Comprendí a qué se refería y me ruboricé sin poder evitarlo. El vio mi turbación y esbozó una sonrisa.

Me consideraba una mujer reprimida. Los acontecimientos habían tomado un sesgo inesperado.

Adair era un ser perverso. Quise olvidarlo porque había salvado la vida de William Clift. Pero ¿por qué lo hizo? No por bondad, sino para demostrar que era omnipotente.

—Doctor Adair —dije medio levantándome de la silla—, deseo regresar al hospital.

—Veo que no me equivocaba —dijo él, mirándome inquisitivamente—, pero no sabía que había levantado a su alrededor una muralla impenetrable.

—Utiliza usted una metáfora un tanto oscura. Soy perfectamente libre, soy dueña de mi vida y sé que no deseo proseguir esta conversación. Gracias por la cena. Y ahora, por favor, si me indica el camino de regreso, me despediré de usted.
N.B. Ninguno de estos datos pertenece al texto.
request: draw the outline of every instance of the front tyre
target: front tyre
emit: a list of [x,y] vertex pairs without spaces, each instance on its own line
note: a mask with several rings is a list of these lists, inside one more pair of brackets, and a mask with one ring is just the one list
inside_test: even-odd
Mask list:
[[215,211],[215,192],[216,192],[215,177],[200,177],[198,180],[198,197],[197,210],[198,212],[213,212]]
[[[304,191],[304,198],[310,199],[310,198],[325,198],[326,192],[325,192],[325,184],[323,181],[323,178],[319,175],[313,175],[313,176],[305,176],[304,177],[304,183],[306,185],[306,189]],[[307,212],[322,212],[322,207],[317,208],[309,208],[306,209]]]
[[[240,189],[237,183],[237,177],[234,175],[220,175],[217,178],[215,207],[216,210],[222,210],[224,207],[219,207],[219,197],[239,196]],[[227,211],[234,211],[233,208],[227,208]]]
—No puede recorrer sola las calles de Constantinopla a estas horas de la noche.

—Estaré más segura…

—¿Más que conmigo? No lo creo. No deseo imponerle mi compañía. Podría obligarla, pero eso ya es otra cosa. Venga, nos iremos, veo que está muy nerviosa. Me considera un villano seductor, ¿no es cierto? Siempre he intuido su hostilidad y estoy muy intrigado. He intentado hacerla cambiar de opinión, pero no lo he conseguido. Le tengo un gran aprecio, señorita Pleydell, pero he fracasado… por esta noche. Se ha perdido la primera batalla, pero las primeras batallas no son decisivas para el resultado final.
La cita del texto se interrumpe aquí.